Producers should rotate their fields out of tomato and pepper production for 12 months before planting either crop again. This period allows crop debris that can carry the bacteria to decay, which kills the pathogen.
 
Sanitation
 
Promptly destroying crops after the last harvest will stop bacteria from multiplying in abandoned fields. Destroy spring crops before transplanting later settings to avoid spread of the pathogen. Do not replant into plastic or organic mulch used for a previous crop. There is enough crop debris on or in the mulch to carry-over the bacteria from crop to crop.
 
Spacing
 
Using wide spacing between rows will allow plants to dry faster after a rain or irrigation event. Wet field conditions favor disease development and widening row spacing may reduce disease severity. Leave extra space between plants within rows, a minimum of 24 inches for tomatoes and 18 inches for peppers. If possible, producers should avoid overhead irrigation.
 
Handling Plants
 
Workers handling wet, bacterial spot-infected plants easily spread the bacteria. Delay practices such as suckering, staking and tying plants until dew has dried on the plant surface. It is best to work disease-fee fields first and bacterial-spot infested fields last to avoid transferring the disease from a diseases field to a healthy setting.
 
Varieties
 
All tomato varieties are susceptible to bacterial spot. Many pepper varieties have some resistance to the disease.
 
Spraying
 
Bacterial spot populations resistant to copper have been identified in Alabama.
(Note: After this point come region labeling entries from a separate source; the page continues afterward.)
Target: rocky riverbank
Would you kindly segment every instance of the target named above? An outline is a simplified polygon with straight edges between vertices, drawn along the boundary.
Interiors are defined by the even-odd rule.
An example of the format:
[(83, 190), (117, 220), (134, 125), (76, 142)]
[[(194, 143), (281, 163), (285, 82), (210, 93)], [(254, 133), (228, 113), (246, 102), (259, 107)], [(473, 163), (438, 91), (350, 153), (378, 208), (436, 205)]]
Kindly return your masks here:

Apply copper at the highest labeled rate and tank mix with a mancozeb-type fungicide. The product *Actigard has a unique mode of action that mimics the natural systemic activated resistance (SAR) response found in many plants.
 
Bacterial Spot on Tomato
 
Applied preventatively, Actigard stimulates the plant’s natural defenses against bacterial spot and bacterial speck.  Actigard can be used during the preharvest period and is a compliment to a copper-based program. No products have curative activity and it is suggested that all spray programs be started before bacterial spot symptoms are visible on plants. Sprays should begin two weeks after transplanting in the spring and 1 week after transplanting in the fall.